The role of the Chief Compliance Officer (“CCO”) is to ensure that a firm complies with its outside regulatory requirements and internal policies. This requires the CCO to administer, test and supervise the policies and procedures (P&Ps) of a firm that are reasonably designed to prevent violation of Federal Securities Laws. CCOs are often the first to be blamed when violations occur, and there have been several documented instances that illustrate how a CCO’s failure to properly supervise can lead to sanctions by the Securities and Exchange Commission (“SEC”) (for such an example please see JLG’s blog posting dated August 8, 2013). More recently, however, the SEC sanctioned former portfolio manager Carl Johns (“Mr. Johns”) at Boulder Investment Advisers (“BIA”), a Colorado-based investment adviser, for forging documents and misleading the firm’s CCO (who was not named in the SEC’s Release) in order to conceal his failure to report personal trades, thus violating Rule 38a-1(c) of the Investment Company Act. This violation was discovered by the CCO herself, thanks to BIA’s well-drafted P&Ps and to the CCO’s admirable supervision of those P&Ps.
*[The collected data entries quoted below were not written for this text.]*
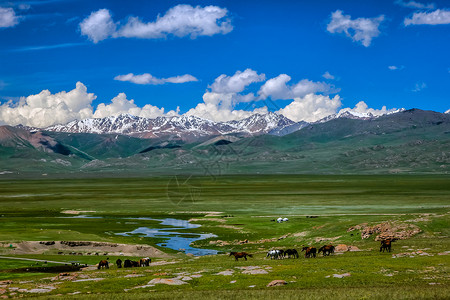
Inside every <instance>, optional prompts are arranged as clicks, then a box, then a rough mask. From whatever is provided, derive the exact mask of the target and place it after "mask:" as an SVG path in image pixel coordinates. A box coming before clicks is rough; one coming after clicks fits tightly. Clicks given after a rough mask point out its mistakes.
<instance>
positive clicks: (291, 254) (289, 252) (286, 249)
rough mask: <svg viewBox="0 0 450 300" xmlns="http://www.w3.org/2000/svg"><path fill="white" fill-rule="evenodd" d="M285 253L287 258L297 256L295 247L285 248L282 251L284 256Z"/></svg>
mask: <svg viewBox="0 0 450 300" xmlns="http://www.w3.org/2000/svg"><path fill="white" fill-rule="evenodd" d="M286 255H287V257H288V258H291V256H293V257H294V258H298V252H297V250H295V249H286V250H285V251H284V257H286Z"/></svg>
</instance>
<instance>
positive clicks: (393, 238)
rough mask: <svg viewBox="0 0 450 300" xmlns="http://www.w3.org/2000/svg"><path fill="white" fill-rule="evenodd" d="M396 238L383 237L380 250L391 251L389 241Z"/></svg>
mask: <svg viewBox="0 0 450 300" xmlns="http://www.w3.org/2000/svg"><path fill="white" fill-rule="evenodd" d="M396 240H397V239H396V238H393V239H385V240H381V246H380V252H381V251H383V252H384V250H386V251H387V252H391V243H392V242H395V241H396Z"/></svg>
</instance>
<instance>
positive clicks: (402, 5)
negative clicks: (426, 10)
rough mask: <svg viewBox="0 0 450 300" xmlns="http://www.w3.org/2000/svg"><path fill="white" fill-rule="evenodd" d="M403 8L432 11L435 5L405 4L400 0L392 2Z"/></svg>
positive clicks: (428, 3)
mask: <svg viewBox="0 0 450 300" xmlns="http://www.w3.org/2000/svg"><path fill="white" fill-rule="evenodd" d="M394 3H395V4H398V5H400V6H403V7H408V8H413V9H434V8H435V7H436V5H435V4H434V3H428V4H423V3H420V2H416V1H409V2H405V1H402V0H397V1H395V2H394Z"/></svg>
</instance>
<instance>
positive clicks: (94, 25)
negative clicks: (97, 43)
mask: <svg viewBox="0 0 450 300" xmlns="http://www.w3.org/2000/svg"><path fill="white" fill-rule="evenodd" d="M80 30H81V34H82V35H86V36H87V37H88V38H89V39H90V40H91V41H93V42H94V43H98V42H99V41H102V40H104V39H107V38H108V37H110V36H112V35H113V34H114V33H115V32H116V23H114V21H113V19H112V17H111V13H110V12H109V10H107V9H106V8H103V9H100V10H98V11H96V12H93V13H91V14H90V15H89V17H87V18H86V19H84V20H83V21H82V22H81V23H80Z"/></svg>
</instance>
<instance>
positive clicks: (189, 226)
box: [60, 215, 218, 256]
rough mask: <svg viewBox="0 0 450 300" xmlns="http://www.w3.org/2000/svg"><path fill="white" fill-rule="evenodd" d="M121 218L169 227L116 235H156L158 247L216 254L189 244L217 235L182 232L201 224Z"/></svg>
mask: <svg viewBox="0 0 450 300" xmlns="http://www.w3.org/2000/svg"><path fill="white" fill-rule="evenodd" d="M60 218H74V219H75V218H80V219H99V218H103V217H100V216H90V215H75V216H67V217H60ZM120 219H123V220H148V221H158V222H159V224H160V225H164V226H171V228H149V227H139V228H137V229H135V230H133V231H129V232H121V233H116V235H121V236H130V235H141V236H145V237H157V238H164V239H165V241H164V242H162V243H159V244H157V245H158V246H160V247H165V248H169V249H173V250H177V251H181V252H184V253H186V254H187V253H192V254H193V255H195V256H202V255H213V254H217V252H218V251H217V250H211V249H201V248H194V247H191V246H190V244H191V243H193V242H195V241H200V240H205V239H208V238H212V237H217V235H215V234H212V233H192V232H184V230H186V229H193V228H199V227H201V225H199V224H192V223H190V222H189V221H186V220H179V219H172V218H165V219H153V218H146V217H142V218H120ZM132 223H133V222H126V224H132ZM180 231H181V232H180Z"/></svg>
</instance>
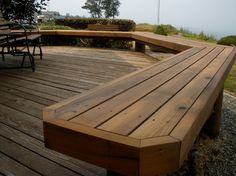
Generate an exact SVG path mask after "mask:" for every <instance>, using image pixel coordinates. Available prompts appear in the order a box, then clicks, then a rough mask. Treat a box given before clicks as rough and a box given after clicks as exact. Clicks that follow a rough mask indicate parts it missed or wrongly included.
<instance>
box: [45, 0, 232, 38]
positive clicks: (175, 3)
mask: <svg viewBox="0 0 236 176" xmlns="http://www.w3.org/2000/svg"><path fill="white" fill-rule="evenodd" d="M85 1H86V0H50V7H49V10H55V11H59V12H60V13H61V14H62V15H65V14H66V13H69V14H71V15H79V16H87V17H88V16H89V14H88V13H87V11H85V10H83V9H82V8H81V7H82V6H83V5H84V3H85ZM120 2H121V7H120V9H119V10H120V16H119V17H118V18H126V19H132V20H134V21H135V22H136V23H151V24H156V23H157V0H120ZM160 22H161V23H162V24H172V25H174V26H177V27H184V28H187V29H190V30H192V31H194V32H201V31H204V32H206V33H208V34H213V35H215V36H216V37H221V36H223V35H230V34H235V35H236V0H161V14H160Z"/></svg>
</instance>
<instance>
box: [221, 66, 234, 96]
mask: <svg viewBox="0 0 236 176" xmlns="http://www.w3.org/2000/svg"><path fill="white" fill-rule="evenodd" d="M224 88H225V89H226V90H227V91H229V92H231V93H233V94H234V95H236V64H234V65H233V68H232V70H231V72H230V74H229V76H228V78H227V79H226V81H225V84H224Z"/></svg>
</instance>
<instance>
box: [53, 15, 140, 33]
mask: <svg viewBox="0 0 236 176" xmlns="http://www.w3.org/2000/svg"><path fill="white" fill-rule="evenodd" d="M55 24H56V25H63V26H69V27H72V28H75V29H87V28H88V25H89V24H102V25H108V24H112V25H119V31H135V27H136V23H135V22H134V21H132V20H123V19H101V18H66V19H56V20H55Z"/></svg>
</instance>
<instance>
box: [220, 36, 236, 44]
mask: <svg viewBox="0 0 236 176" xmlns="http://www.w3.org/2000/svg"><path fill="white" fill-rule="evenodd" d="M217 43H218V44H220V45H229V46H232V45H234V46H236V35H231V36H226V37H223V38H222V39H220V40H219V41H218V42H217Z"/></svg>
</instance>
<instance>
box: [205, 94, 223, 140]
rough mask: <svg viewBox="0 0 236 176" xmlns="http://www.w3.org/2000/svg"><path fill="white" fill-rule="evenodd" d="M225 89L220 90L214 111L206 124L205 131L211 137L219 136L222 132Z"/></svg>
mask: <svg viewBox="0 0 236 176" xmlns="http://www.w3.org/2000/svg"><path fill="white" fill-rule="evenodd" d="M222 101H223V90H222V91H221V92H220V94H219V96H218V98H217V100H216V102H215V105H214V107H213V113H212V115H211V117H210V118H209V119H208V120H207V122H206V124H205V126H204V132H205V133H206V134H207V135H209V136H210V137H217V136H218V135H219V133H220V125H221V112H222Z"/></svg>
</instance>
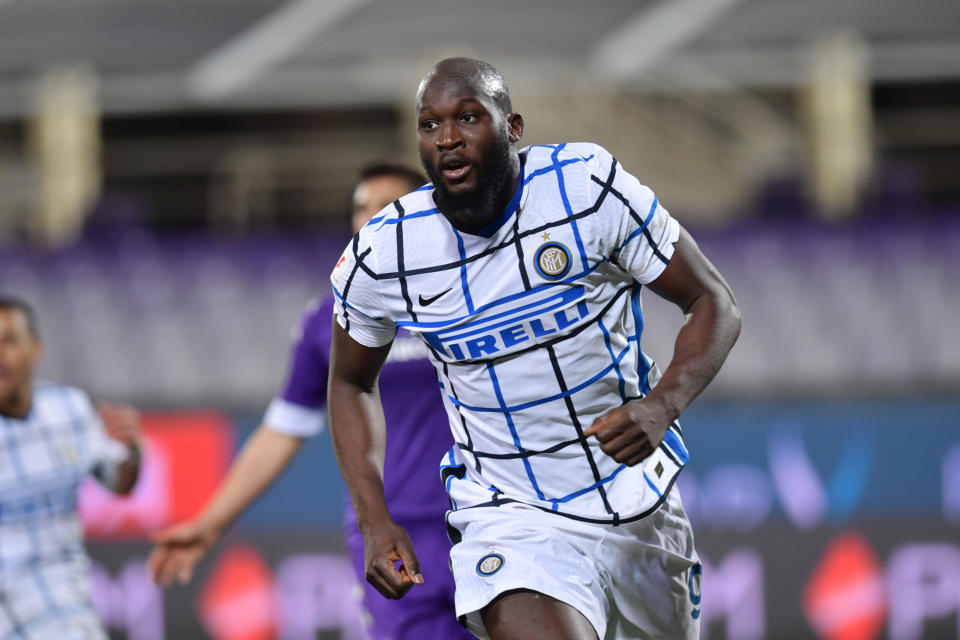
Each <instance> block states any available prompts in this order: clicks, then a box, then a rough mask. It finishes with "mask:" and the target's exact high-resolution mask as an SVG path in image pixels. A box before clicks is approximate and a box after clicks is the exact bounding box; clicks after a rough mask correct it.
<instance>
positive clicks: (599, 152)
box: [524, 142, 614, 175]
mask: <svg viewBox="0 0 960 640" xmlns="http://www.w3.org/2000/svg"><path fill="white" fill-rule="evenodd" d="M524 152H525V153H526V156H527V161H526V164H525V168H524V170H525V173H526V174H527V175H531V174H533V173H535V172H537V171H541V170H549V169H553V168H556V167H557V166H558V165H559V166H560V167H563V169H564V173H566V172H568V171H576V170H577V169H580V170H582V171H584V172H585V173H595V172H597V171H598V170H600V169H605V168H609V167H610V164H611V163H612V162H614V160H613V156H612V155H610V152H609V151H607V150H606V149H604V148H603V147H602V146H600V145H599V144H596V143H594V142H561V143H558V144H537V145H531V146H529V147H527V148H526V149H524Z"/></svg>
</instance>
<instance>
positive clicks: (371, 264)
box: [330, 226, 397, 347]
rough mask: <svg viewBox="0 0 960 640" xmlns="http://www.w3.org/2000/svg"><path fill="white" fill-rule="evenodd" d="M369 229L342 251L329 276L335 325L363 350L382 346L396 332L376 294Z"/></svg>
mask: <svg viewBox="0 0 960 640" xmlns="http://www.w3.org/2000/svg"><path fill="white" fill-rule="evenodd" d="M371 236H372V232H370V226H367V227H364V228H363V229H361V230H360V233H358V234H357V235H356V236H354V237H353V240H352V241H351V243H350V244H349V245H348V246H347V248H346V249H345V250H344V252H343V255H341V256H340V259H339V260H338V261H337V264H336V266H335V267H334V269H333V273H332V274H331V275H330V283H331V284H332V285H333V294H334V296H335V298H336V299H335V302H334V314H335V318H336V322H337V324H339V325H340V327H341V328H342V329H343V330H344V331H346V332H347V333H348V334H349V335H350V337H351V338H353V339H354V340H356V341H357V342H359V343H360V344H362V345H364V346H366V347H382V346H383V345H385V344H388V343H390V342H391V341H392V340H393V338H394V336H395V335H396V333H397V327H396V325H395V324H394V323H393V322H392V321H391V320H390V319H389V318H386V317H384V305H383V298H382V297H381V295H380V292H379V285H378V279H377V274H378V270H377V264H376V253H375V251H374V248H373V247H372V246H371V244H370V237H371Z"/></svg>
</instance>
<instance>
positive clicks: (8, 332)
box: [0, 309, 41, 407]
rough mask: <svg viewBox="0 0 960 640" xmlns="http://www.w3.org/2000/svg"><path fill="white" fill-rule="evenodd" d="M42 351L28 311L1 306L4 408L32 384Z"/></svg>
mask: <svg viewBox="0 0 960 640" xmlns="http://www.w3.org/2000/svg"><path fill="white" fill-rule="evenodd" d="M40 352H41V347H40V342H39V341H38V340H37V339H36V338H34V337H33V335H32V334H31V333H30V328H29V325H28V324H27V318H26V317H25V316H24V314H23V313H22V312H20V311H19V310H16V309H0V407H3V406H5V405H6V404H7V403H8V402H9V400H10V398H11V397H13V396H15V395H17V394H19V393H22V392H23V390H24V389H26V388H28V387H29V385H30V380H31V379H32V377H33V369H34V367H35V366H36V364H37V361H38V360H39V359H40Z"/></svg>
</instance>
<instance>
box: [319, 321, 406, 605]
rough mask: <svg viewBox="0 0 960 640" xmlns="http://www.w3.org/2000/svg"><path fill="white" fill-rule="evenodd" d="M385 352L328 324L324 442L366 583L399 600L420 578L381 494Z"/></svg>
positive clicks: (385, 428)
mask: <svg viewBox="0 0 960 640" xmlns="http://www.w3.org/2000/svg"><path fill="white" fill-rule="evenodd" d="M389 351H390V345H389V344H387V345H384V346H382V347H378V348H369V347H365V346H363V345H361V344H360V343H358V342H356V341H355V340H354V339H353V338H351V337H350V336H349V335H348V334H347V332H346V331H344V330H343V329H342V328H341V327H340V326H339V325H338V324H337V323H334V326H333V343H332V345H331V349H330V383H329V388H328V390H327V398H328V406H329V410H330V436H331V437H332V438H333V447H334V451H335V452H336V454H337V462H338V463H339V464H340V471H341V472H342V473H343V478H344V480H345V481H346V485H347V490H348V491H349V492H350V498H351V500H352V501H353V508H354V511H355V512H356V515H357V525H358V526H359V529H360V532H361V533H362V534H363V540H364V566H365V568H366V577H367V581H369V582H370V584H372V585H373V586H374V587H376V589H377V591H379V592H380V593H381V594H383V595H384V596H385V597H387V598H400V597H402V596H403V595H404V594H405V593H406V592H407V591H409V590H410V587H412V586H413V585H414V584H422V583H423V576H422V575H421V574H420V564H419V562H418V561H417V557H416V555H415V554H414V551H413V544H412V543H411V542H410V537H409V536H408V535H407V532H406V531H405V530H404V529H403V527H401V526H399V525H398V524H396V523H395V522H394V521H393V519H392V518H391V517H390V513H389V511H388V509H387V503H386V500H385V498H384V493H383V454H384V446H385V443H386V428H385V424H384V418H383V408H382V407H381V405H380V396H379V392H378V390H377V376H378V375H379V373H380V369H381V367H383V363H384V361H385V360H386V358H387V354H388V353H389ZM397 562H400V563H401V565H400V567H399V568H397V566H396V563H397Z"/></svg>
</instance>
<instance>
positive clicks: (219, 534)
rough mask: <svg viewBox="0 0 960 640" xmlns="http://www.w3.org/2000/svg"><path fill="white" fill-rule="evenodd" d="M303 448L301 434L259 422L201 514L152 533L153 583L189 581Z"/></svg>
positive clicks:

The SEC alleged that Mr. Johns failed to pre-clear several hundred securities trades in his personal accounts, as is required under Rule 17j-1 of the Investment Company Act of 1940, and as specified in BIA’s code of ethics. Mr. Johns even went so far as to create false documents purporting pre-trade approvals, in an attempt to mislead the CCO in her investigation into Mr. John’s improper trading. According to the SEC, the CCO identified irregularities in the documents that Mr. Johns submitted, and these irregularities prompted the CCO to make inquiries about Mr. Johns’ compliance with the code of ethics contained in BIA’s P&Ps. The CCO’s efforts eventually lead to the discovery of Mr. Johns’ improprieties, at which point BIA self-reported the case to the SEC. Mr. Johns settled the charges with the SEC, agreeing to pay disgorgement of $231,169, prejudgment interest of $23,889, and a penalty of $100,000. Additionally, Mr. Johns consented to a five (5) year bar from the industry.
This case exemplifies the importance of drafting P&Ps that are customized and effective in preventing violations of Federal Securities Laws. Of even greater import, however, is how the case showcases the key role that a CCO plays within a firm, and how proper supervision and due diligence can help identify unlawful activity, sparing the CCO and the firm from possible sanctions down the road.